Understanding the risk of dementia and alcohol consumption

alcohol

A recent study led by Dr. Louise Mewton at UNSW’s Centre for Healthy Brain Aging (CHeBA) has reignited the debate about whether low levels of drinking could be positive for health.

The review, published in Addiction, has shown that abstaining from alcohol completely can actually increase the risk of dementia.

In recent decades, the estimated global prevalence of dementia has nearly tripled, from 20.2 million in 1990 to 57.4 million in 2019. By 2050, the projection is that there will be 152 million people globally living with dementia.

According to researchers, risk factor reduction is a fundamental strategy for prevention of dementia—particularly in light of the absence of disease-modifying treatments for dementia. A 2020 report from The Lancet Commission for Dementia Prevention, Intervention and Care estimated that 40% of global dementia cases could be prevented or delayed if 12 key modifiable risk factors for dementia were eliminated—with excessive or harmful alcohol use in midlife newly listed as one of those factors.

Dr. Mewton, who is Leader of the Risk Factors Group at CHeBA, said the inclusion of alcohol as a key risk factor for dementia was based on consistent and robust evidence indicating that chronic heavy alcohol use is associated with dementia and cognitive decline.

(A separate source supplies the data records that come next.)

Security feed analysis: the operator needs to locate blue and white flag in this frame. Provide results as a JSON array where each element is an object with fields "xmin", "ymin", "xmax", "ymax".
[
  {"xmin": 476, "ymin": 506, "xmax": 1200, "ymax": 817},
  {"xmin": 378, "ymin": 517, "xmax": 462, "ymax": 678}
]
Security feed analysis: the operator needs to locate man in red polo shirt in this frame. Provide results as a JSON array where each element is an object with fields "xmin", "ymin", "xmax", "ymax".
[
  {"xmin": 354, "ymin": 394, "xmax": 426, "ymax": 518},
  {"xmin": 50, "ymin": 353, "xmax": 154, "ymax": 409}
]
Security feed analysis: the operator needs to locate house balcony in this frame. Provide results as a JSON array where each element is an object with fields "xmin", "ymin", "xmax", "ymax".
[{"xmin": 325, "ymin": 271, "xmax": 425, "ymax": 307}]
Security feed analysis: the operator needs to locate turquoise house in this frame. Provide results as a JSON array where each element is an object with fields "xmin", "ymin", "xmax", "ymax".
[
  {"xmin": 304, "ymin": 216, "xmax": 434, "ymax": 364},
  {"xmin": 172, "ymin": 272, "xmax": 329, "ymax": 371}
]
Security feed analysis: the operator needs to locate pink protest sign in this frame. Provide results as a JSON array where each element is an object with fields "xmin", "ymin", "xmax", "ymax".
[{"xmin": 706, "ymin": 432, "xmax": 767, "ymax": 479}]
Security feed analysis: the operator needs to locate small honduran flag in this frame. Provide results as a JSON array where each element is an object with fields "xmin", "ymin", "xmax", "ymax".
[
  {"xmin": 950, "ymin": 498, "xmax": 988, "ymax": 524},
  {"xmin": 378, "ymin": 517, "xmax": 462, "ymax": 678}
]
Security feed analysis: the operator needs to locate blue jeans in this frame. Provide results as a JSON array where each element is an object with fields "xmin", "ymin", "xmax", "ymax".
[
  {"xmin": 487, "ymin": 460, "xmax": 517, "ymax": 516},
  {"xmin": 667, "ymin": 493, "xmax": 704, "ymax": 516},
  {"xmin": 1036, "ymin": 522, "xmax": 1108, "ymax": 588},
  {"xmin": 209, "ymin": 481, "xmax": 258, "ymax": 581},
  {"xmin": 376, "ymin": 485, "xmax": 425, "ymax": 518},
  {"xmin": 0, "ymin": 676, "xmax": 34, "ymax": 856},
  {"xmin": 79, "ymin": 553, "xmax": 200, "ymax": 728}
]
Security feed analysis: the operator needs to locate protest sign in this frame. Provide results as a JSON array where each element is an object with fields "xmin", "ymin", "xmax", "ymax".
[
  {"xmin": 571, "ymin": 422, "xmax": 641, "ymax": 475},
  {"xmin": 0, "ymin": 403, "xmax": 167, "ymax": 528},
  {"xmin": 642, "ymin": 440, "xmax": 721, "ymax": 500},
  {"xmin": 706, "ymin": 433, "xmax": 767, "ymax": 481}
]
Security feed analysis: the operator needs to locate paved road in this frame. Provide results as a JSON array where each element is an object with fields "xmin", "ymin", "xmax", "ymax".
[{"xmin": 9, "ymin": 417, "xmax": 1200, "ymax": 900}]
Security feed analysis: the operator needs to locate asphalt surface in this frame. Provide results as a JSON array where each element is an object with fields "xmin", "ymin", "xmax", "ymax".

“There is controversy over the impact of more moderate levels of alcohol use on the incidence of dementia. Even low levels of alcohol use have been associated with poorer health outcomes, including increased cancer risk.”

“They have also been associated with atrophy in key regions of the brain linked to dementia, like the hippocampus.”

However, in this international study of nearly 25,000 community dwelling adults over the age of 65 including the United States, Australia, Europe, Brazil and the Republic of the Congo, it was consistently shown that abstaining from alcohol was associated with a higher risk of dementia.

“Our data came from 15 studies of healthy aging across six continents, and robust assessment of alcohol use and dementia,” said Dr. Mewton. “Over the duration of the study 2,124 of the adults developed dementia. What we can conclude from our study is that there doesn’t appear to be a need to intervene in those older adults currently drinking in a light to moderate pattern if dementia prevention is the ultimate goal.”

The researchers found that individuals drinking up to four Australian standard drinks per day had a lower risk of dementia when compared with individuals who did not drink at all. The lower dementia risk associated with drinking alcohol was evident over and above the effects of demographic characteristics (such as age, sex and education), as well as clinical characteristics (such as history of stroke, diabetes and hypertension).

“It has been suggested that the increased risk of dementia associated with abstinence may be the result of including former drinkers who have ceased drinking due to other health conditions or the onset of cognitive problems.”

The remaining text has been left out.